Chatting Up Jewelle Gomez

 Twenty-one years after the publication of her award-winning novel, The Gilda Stories, and many books, essays, poems, and plays later, Jewelle Gomez remains an icon of the lesbian literary scene in the U.S

This lesbian freedom writer, writes toward social change.

Twenty-one years after the publication of her award-winning novel, The Gilda Stories, and many books, essays, poems, and plays later, Jewelle Gomez remains an icon of the lesbian literary scene in the U.S. Now in her mid-60s, still a stunning femme with light gray hair and sparking eyes, Gomez strikes an imposing figure—as a lesbian, a woman of color, a writer, and an LGBT activist.

“Everything I write, and my activism as well, centers around creating community, the responsible use of power, and the feminist understanding that we’re all connected,” Gomez explains. “And that includes our oppressions.”

But Gomez is far from pedantic. “I’m always trying to write about these things without boring people to death! The issues are always there, underneath everything in our lives. It just seems like we can deal better if we are conscious of their influences and use our smarts.”

Her much-beloved lesbian vampire, Gilda, exemplifies how Gomez does this—bringing political issues to the fore in an accessible context.

“When I sit down to write, Gilda is there, waiting like a friend,” Gomez says. “She’s both my past and my future—she carries all of the hopes and fears that I do. Writing genre fiction makes it easier to convey the principles I’m concerned about.

Readers will sink into Gilda’s vampire world and not pull back, because it’s a feminist worldview. That’s why I keep writing her.” Gilda devotees will be pleased to hear that Gomez hopes to get another Gilda novel, The Alternate Decades, out in the next couple of years.

Finding the time to write, and the money to live while she’s writing, is always an issue for Gomez—a former NEA grant recipient. “My friends and contemporaries who have been mourning the loss of Adrienne Rich recently are also mourning the absence of the vibrant lesbian community that nurtured her work, as well as that of Audre Lorde, Cheryl Clarke, and many others,” she says. The impact of the economy and monolithic corporations like Amazon has taken its toll on lesbian literature.

“Because there are almost no independent bookstores, you have to work harder to find lesbian-feminist writers,” Gomez says. “Attending readings, reading blogs, helping to create the dialogues that we used to have in lesbian-feminist journals throughout the year” is a way to make that artistic and feminist connection, but, she adds, “I don’t know any way to make it financially easier on a day-to-day basis. I’ve worked a day job all of my life, as do most writers I know.

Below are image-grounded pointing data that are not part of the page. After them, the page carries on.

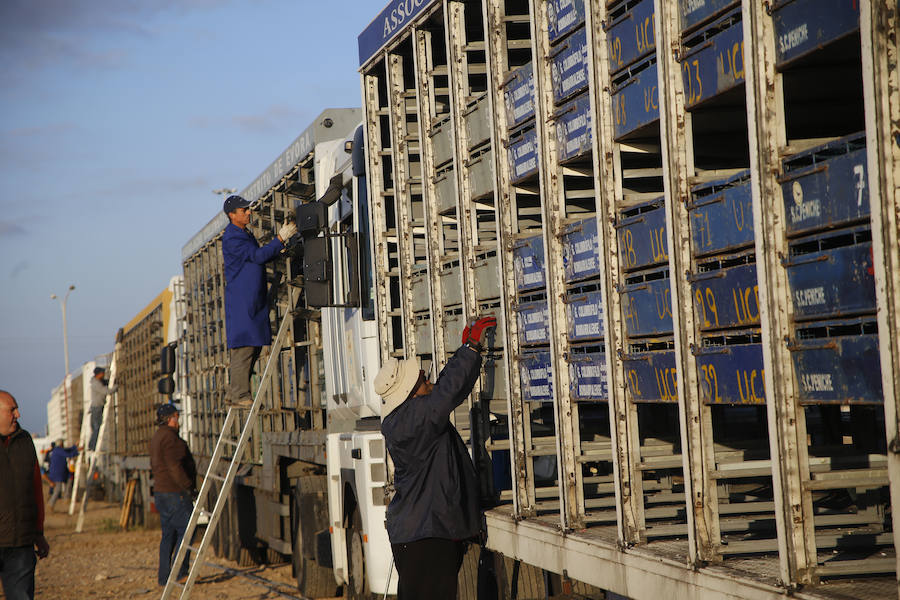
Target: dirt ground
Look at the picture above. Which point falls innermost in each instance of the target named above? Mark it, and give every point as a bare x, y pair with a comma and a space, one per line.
105, 562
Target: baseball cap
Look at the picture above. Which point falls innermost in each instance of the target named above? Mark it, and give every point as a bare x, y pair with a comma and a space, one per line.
164, 411
232, 203
395, 382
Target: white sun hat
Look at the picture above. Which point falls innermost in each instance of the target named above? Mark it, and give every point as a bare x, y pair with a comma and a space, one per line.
395, 382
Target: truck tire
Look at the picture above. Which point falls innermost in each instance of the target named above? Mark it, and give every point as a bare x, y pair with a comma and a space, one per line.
313, 580
357, 585
519, 581
467, 580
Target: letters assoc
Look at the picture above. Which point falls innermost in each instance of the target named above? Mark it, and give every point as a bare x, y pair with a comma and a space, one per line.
403, 10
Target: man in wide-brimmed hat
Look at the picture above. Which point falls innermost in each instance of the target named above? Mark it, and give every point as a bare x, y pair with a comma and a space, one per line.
435, 510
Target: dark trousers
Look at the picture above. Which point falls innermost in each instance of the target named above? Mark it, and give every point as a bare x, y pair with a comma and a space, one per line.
174, 513
239, 370
428, 568
96, 420
17, 572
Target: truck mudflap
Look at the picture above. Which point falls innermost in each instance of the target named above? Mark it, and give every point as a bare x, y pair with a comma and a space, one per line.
357, 472
721, 215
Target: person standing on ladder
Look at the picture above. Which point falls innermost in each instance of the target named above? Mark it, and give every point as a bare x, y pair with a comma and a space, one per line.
174, 478
435, 510
99, 391
247, 326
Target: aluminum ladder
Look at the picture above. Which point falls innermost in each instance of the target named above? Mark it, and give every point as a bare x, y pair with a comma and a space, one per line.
92, 464
213, 474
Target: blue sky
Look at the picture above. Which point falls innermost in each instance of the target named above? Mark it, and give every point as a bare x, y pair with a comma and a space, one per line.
117, 120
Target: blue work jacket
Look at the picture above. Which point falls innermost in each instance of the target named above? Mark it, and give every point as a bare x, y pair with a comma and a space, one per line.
246, 309
59, 465
435, 481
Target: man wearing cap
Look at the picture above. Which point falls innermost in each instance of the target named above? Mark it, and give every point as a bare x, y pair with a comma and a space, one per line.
246, 309
99, 391
21, 505
174, 474
435, 509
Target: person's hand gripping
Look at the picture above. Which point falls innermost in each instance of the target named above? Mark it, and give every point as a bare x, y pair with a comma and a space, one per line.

Much sought after as a speaker, Gomez is presenting the keynote address at the Golden Crown Literary Society Conference this year, speaking at the Goldie Awards ceremony about how lesbians must create their own stories.

“The mythology we’ve grown up with helps shape how we think, what we believe, the actions we take—or don’t. Whether it’s vampire lore or ethnic folktales or television, we learn how to be ourselves from these mythologies. We can make our own mythology as lesbian feminists. Look at what others have done that is heroic. If we embrace a larger-than-life mythology, we can actually change the world and not feel like everything is out of our control.”

In recent years, Gomez has focused on playwriting, and Waiting for Giovanni, her play about James Baldwin, has made her realize the importance of giving voice to people traditionally silenced by mainstream culture—like women, LGBT people, and people of color.

“I guess as I’ve gotten older what is most important has shifted and changed,” she explains. “As I’ve been working on my play about James Baldwin and watching audiences positively crackle with the knowledge about him, a gay man of color who made a difference in our world, I see that for many Baldwin is a new entity.

Working on moving the play to other cities after its San Francisco premiere, and working on my next play, I feel compelled to make the history of queer people of color a living thing. Theatre reaches an interesting cross-section of people, and I love the idea that they all have to sit in seats beside each other and how dynamic that interaction is. Few people leave the theatre the same as when they went in.”

Generating that kind of excitement and actual physical electricity is tantalizing for Gomez and part of what propels her. “Social change is what it’s always about for me as a lesbian-feminist writer,” she says. And that change is what she has dedicated her art, her writing, and her life too.